The company's historians tell us exactly when it happened. In 1932 Ole Kirk Christiansen began manufacturing ironing boards, stepladders, and wooden toys in the town of Billund, Denmark. Two years later, when his company had grown to have half a dozen employees, he gave it the name Lego. It was noticed later that lego means "I study" or "I read" in Latin, but play remained the official interpretation of the company name.
For nearly two decades after that, Lego remained a Danish company, with no effect on English-speaking children or their language. Even in Denmark, Lego was not registered as a trademark until 1954. But in 1956 the company began opening sales offices in other countries; in 1958 the stable stud-and-tube style of brick was introduced; and within a decade children the world over knew the name. From then till now, according to the company, about 190 billion Lego bricks (they call them "elements") have been produced, as well as 11 billion of the Duplo double-size bricks. That's enough for everyone in the world to play well.

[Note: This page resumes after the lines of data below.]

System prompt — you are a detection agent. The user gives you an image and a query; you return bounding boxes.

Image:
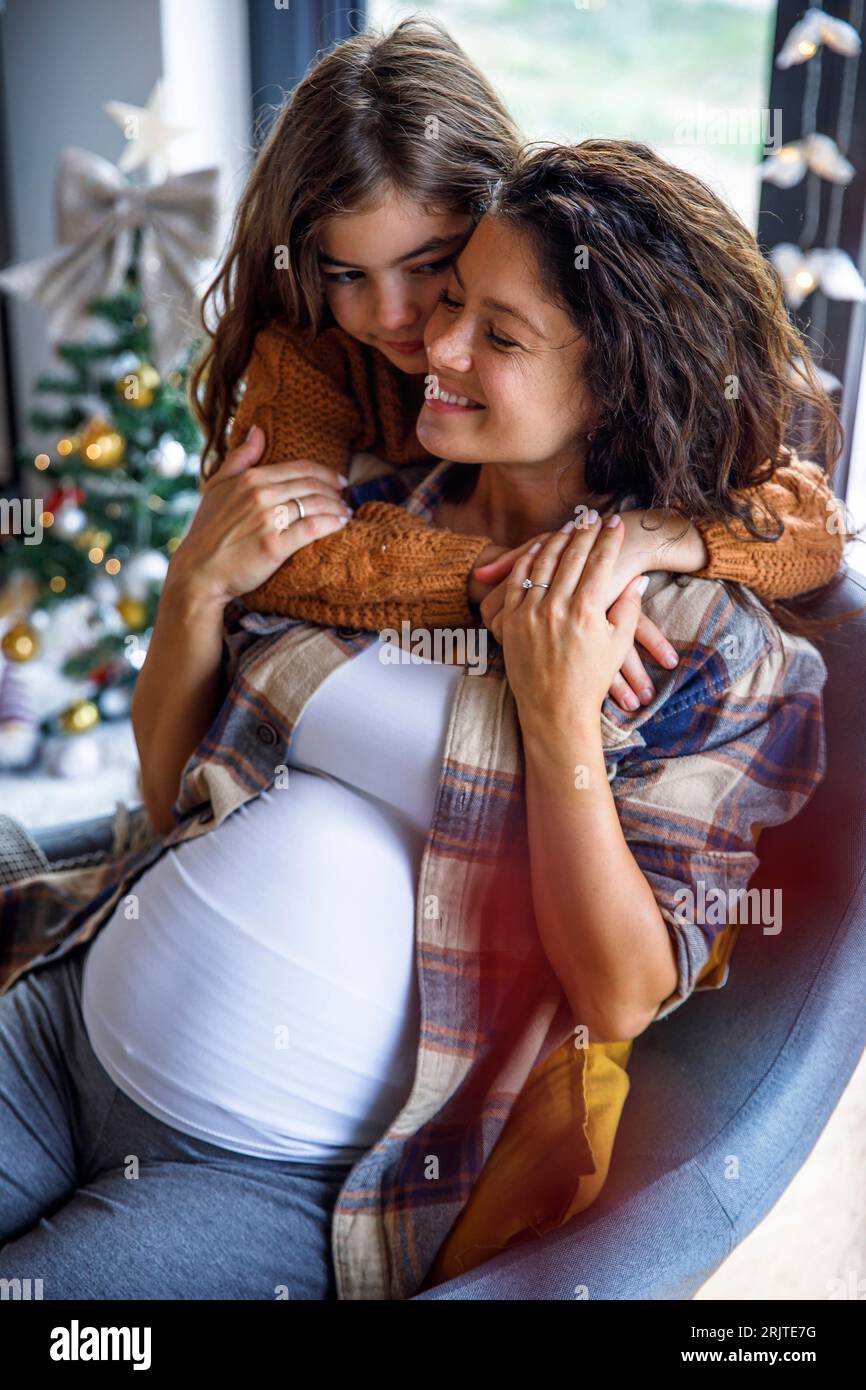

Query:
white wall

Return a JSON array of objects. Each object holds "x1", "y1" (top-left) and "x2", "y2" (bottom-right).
[
  {"x1": 158, "y1": 0, "x2": 252, "y2": 254},
  {"x1": 0, "y1": 0, "x2": 251, "y2": 477}
]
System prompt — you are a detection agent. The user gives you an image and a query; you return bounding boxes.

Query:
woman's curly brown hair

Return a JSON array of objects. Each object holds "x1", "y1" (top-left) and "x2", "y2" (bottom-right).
[{"x1": 461, "y1": 138, "x2": 860, "y2": 638}]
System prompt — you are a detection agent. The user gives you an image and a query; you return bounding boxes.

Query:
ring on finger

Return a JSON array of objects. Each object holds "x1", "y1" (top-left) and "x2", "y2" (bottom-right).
[
  {"x1": 293, "y1": 497, "x2": 306, "y2": 522},
  {"x1": 520, "y1": 512, "x2": 598, "y2": 596}
]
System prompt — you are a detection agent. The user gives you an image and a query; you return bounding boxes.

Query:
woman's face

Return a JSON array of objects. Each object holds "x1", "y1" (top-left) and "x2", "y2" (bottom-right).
[
  {"x1": 416, "y1": 214, "x2": 597, "y2": 470},
  {"x1": 317, "y1": 196, "x2": 472, "y2": 376}
]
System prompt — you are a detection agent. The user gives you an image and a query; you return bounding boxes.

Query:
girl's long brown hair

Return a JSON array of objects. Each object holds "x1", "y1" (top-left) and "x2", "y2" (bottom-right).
[
  {"x1": 473, "y1": 139, "x2": 861, "y2": 639},
  {"x1": 188, "y1": 15, "x2": 521, "y2": 480}
]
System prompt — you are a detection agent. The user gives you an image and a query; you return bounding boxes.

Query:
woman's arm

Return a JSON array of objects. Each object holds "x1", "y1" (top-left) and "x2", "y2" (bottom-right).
[
  {"x1": 501, "y1": 515, "x2": 827, "y2": 1042},
  {"x1": 520, "y1": 705, "x2": 677, "y2": 1042},
  {"x1": 132, "y1": 576, "x2": 227, "y2": 835},
  {"x1": 132, "y1": 434, "x2": 349, "y2": 833}
]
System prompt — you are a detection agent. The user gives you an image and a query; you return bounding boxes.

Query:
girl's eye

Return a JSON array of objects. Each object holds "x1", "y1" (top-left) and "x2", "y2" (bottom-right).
[
  {"x1": 322, "y1": 269, "x2": 364, "y2": 285},
  {"x1": 323, "y1": 253, "x2": 456, "y2": 287},
  {"x1": 486, "y1": 329, "x2": 518, "y2": 349},
  {"x1": 411, "y1": 253, "x2": 458, "y2": 277}
]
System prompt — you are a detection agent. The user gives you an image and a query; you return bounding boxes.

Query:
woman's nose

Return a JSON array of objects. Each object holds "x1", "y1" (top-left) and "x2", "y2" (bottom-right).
[{"x1": 427, "y1": 320, "x2": 473, "y2": 375}]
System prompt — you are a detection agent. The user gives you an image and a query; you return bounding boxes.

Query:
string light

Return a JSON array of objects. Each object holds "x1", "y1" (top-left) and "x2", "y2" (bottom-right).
[{"x1": 769, "y1": 0, "x2": 866, "y2": 341}]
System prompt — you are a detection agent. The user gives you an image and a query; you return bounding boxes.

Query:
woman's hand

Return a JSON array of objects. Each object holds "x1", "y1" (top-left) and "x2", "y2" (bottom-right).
[
  {"x1": 499, "y1": 513, "x2": 650, "y2": 732},
  {"x1": 471, "y1": 510, "x2": 680, "y2": 711},
  {"x1": 167, "y1": 425, "x2": 353, "y2": 606}
]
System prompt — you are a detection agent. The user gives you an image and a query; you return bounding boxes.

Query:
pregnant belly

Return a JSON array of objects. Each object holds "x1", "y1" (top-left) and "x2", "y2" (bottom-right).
[{"x1": 81, "y1": 772, "x2": 423, "y2": 1156}]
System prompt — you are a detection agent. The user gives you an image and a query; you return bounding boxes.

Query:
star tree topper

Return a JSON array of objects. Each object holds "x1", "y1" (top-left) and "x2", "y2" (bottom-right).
[{"x1": 105, "y1": 80, "x2": 190, "y2": 177}]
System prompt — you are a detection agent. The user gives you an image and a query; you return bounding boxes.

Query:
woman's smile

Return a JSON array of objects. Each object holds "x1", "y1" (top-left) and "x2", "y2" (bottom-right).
[{"x1": 424, "y1": 375, "x2": 486, "y2": 412}]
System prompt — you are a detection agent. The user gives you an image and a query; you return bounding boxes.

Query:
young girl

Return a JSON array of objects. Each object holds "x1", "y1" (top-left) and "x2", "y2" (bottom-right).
[{"x1": 133, "y1": 16, "x2": 846, "y2": 837}]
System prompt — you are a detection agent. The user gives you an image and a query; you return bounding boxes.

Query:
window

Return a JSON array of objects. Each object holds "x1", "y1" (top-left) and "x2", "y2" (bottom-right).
[{"x1": 367, "y1": 0, "x2": 778, "y2": 229}]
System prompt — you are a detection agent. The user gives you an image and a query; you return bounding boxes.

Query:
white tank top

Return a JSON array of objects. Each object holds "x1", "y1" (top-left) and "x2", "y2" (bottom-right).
[{"x1": 81, "y1": 641, "x2": 466, "y2": 1163}]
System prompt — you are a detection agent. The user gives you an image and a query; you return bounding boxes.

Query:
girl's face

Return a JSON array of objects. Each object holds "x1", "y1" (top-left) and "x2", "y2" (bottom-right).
[
  {"x1": 416, "y1": 214, "x2": 597, "y2": 470},
  {"x1": 317, "y1": 197, "x2": 473, "y2": 376}
]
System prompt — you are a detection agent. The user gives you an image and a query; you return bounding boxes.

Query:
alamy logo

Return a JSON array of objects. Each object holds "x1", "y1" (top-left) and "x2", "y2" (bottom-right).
[
  {"x1": 49, "y1": 1320, "x2": 151, "y2": 1371},
  {"x1": 378, "y1": 621, "x2": 488, "y2": 674},
  {"x1": 673, "y1": 882, "x2": 782, "y2": 935},
  {"x1": 0, "y1": 497, "x2": 43, "y2": 545},
  {"x1": 0, "y1": 1276, "x2": 43, "y2": 1299}
]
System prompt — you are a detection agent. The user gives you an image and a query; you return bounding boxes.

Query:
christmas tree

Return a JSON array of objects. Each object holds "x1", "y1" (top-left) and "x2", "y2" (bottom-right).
[
  {"x1": 0, "y1": 103, "x2": 219, "y2": 761},
  {"x1": 0, "y1": 230, "x2": 203, "y2": 716}
]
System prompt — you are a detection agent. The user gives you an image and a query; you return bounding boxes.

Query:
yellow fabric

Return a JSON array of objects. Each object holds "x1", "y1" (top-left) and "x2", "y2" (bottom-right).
[{"x1": 422, "y1": 919, "x2": 742, "y2": 1290}]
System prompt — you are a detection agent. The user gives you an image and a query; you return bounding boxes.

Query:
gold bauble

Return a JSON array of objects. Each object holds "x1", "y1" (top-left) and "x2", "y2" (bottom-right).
[
  {"x1": 116, "y1": 362, "x2": 160, "y2": 409},
  {"x1": 74, "y1": 527, "x2": 99, "y2": 552},
  {"x1": 1, "y1": 621, "x2": 39, "y2": 662},
  {"x1": 59, "y1": 698, "x2": 100, "y2": 734},
  {"x1": 117, "y1": 596, "x2": 147, "y2": 629},
  {"x1": 81, "y1": 417, "x2": 125, "y2": 469}
]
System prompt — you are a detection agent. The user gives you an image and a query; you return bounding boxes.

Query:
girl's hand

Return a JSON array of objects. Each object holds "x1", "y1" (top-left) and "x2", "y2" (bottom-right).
[
  {"x1": 500, "y1": 513, "x2": 650, "y2": 731},
  {"x1": 167, "y1": 425, "x2": 353, "y2": 606},
  {"x1": 472, "y1": 514, "x2": 679, "y2": 711}
]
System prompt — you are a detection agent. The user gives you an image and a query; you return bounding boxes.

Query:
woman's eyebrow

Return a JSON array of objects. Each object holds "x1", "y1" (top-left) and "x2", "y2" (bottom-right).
[
  {"x1": 318, "y1": 232, "x2": 467, "y2": 271},
  {"x1": 452, "y1": 260, "x2": 546, "y2": 338}
]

Danish is a North Germanic language of the Indo-European family and the national language of the more than five million inhabitants of Denmark. Along with Norwegian and Swedish, Danish is a likely source for such English words as skulk (1225), scoff (1300), ballast (1530), dangle (1590), skoal (1600), troll (1616), walrus (1728), iceberg (1820), and aquavit (1890). Other Danish contributions to English have been from Danes whose names have become scientific designations: Jacobson's organ (in the head, 1885), Gram's stain (for bacteria, 1903), and the Bohr effect (from carbon dioxide in the blood, 1939).